江戸時代を中心に全国各地で活動していた画家を調査して都道府県別に紹介しています。ただいま近畿地方を探索中。

UAG美術家研究所

抱一没後に江戸琳派様式の拡大に貢献した鈴木其一

鈴木其一「夏秋渓流図屏風」根津美術館蔵

酒井抱一の最初期の弟子である鈴木蠣潭(1792-1817)は、酒井家家臣として抱一の付人をつとめ、抱一の身の回りの世話をしながら画業も手伝っていた。26歳で急逝したため残っている作品は少ないが、優れた画才を発揮して抱一の画業を支え、時には代作も依頼されていたことが知られている。

蠣潭の急逝後、鈴木家を存続させるために弟弟子の鈴木其一(1796-1858)が蠣潭の姉と結婚して鈴木家を継いだ。其一は、蠣潭同様に酒井家家臣として抱一を補佐しながら早くから画才を発揮し、門弟筆頭の実力者として抱一を支え、初期作品には師弟の合作も多い。抱一没後は実質的な抱一の後継者として多くの弟子を養成し、江戸琳派様式の拡大に貢献した。

其一の画風は、はじめ抱一の画風を継承するものだったが、抱一没後の30代半ばから40代半ばにかけては「噲々」と号し、師風を脱して大胆で明快な作風に転じ、他の江戸琳派の画家たちと一線を画した。さらに晩年になると「菁々其一」と称し、家督を長男の守一に譲り、より自由な立場で時に近代を先取りするような作品を数多く描いた。

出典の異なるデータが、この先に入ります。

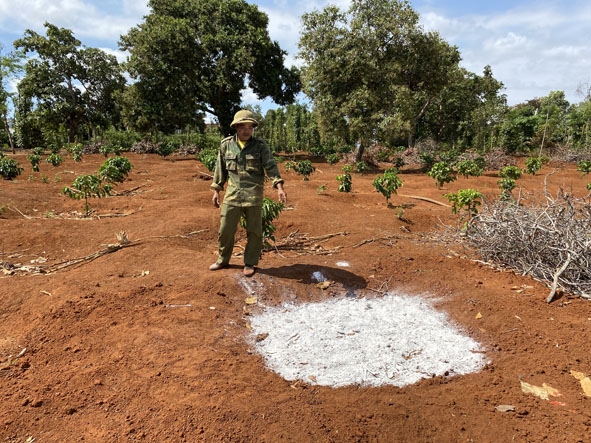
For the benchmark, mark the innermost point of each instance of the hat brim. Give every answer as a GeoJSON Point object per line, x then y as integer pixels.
{"type": "Point", "coordinates": [244, 120]}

20歳で鈴木家の家督を継いだ長男の鈴木守一(1823-1889)は、其一派ともいうべき一派の後継者として明治以降における江戸琳派の命脈をつないだ。二男の鈴木誠一(1835-1882)も画を描き、起立工商会社で細密な図案を多く手掛けている。また、其一には4人の娘がいたが、二女の阿清は河鍋暁斎に嫁いだ。

鈴木其一(1796-1858)すずき・きいつ
寛政8年江戸中橋生まれ。酒井抱一の実質的な後継者。名は元長、字は子淵、通称は為三郎。別号に鸎巣、必庵(菴)、噲々、菁々、元阿、鋤雲、庭柏子、為三堂、祝琳斎などがある。幼少より画を好み、文化10年、18歳の時に酒井抱一の内弟子となった。抱一の付人だった兄弟子・鈴木蠣潭の没後、鈴木家を存続させるために蠣潭の姉と結婚して酒井家家臣となり、門弟筆頭の実力者として抱一の信頼を得た。抱一在世中は、雨華庵の西隣に住み、その後は雨華庵に近い下谷金杉石川屋敷に住み、最晩年には再び雨華庵近くに隠棲した。安政5年、64歳で死去した。

鈴木蠣潭(1792-1817)すずき・れいたん
天明2年生まれ。酒井抱一の最初期の門人。播磨姫路藩士。名は規民。通称は藤兵衛、藤之進。文化6年姫路藩主・酒井忠以(宗雅)の弟・酒井抱一の付人となった。抱一に画を学び、人物草花を得意とした。早世したため作品は少ないが、抱一の有能な助手だったことが知られている。文化14年、26歳で死去した。

鈴木守一(1823-1889)すずき・しゅいつ
文政6年江戸生まれ。鈴木其一の長男。名は元重、字は子英、通称は重三郎。別号に静々、露青、庭柏子などがある。父・其一に画を学び、その模作を数多く残し、20歳の時に其一の跡を継いだ。幕末から明治初期において、抱一の孫世代のなかでも特に江戸琳派様式をよく伝えている。明治6年ウィーン万国博覧会に出品した。明治22年、66歳で死去した。

鈴木誠一(1835-1882)すずき・せいいち
天保6年江戸生まれ。鈴木其一の二男。名は元規。其一が40歳の時の子で、その数年以内には其一は家督を守一に譲ったと思われ、最晩年の其一一門の状況でどのように学んだかは定かではない。明治7年設立の起立工商会社では、細密な筆致の図案を多く残し、製品化されたものには蒔絵など漆工関係のものが多い。明治15年、47歳で死去した。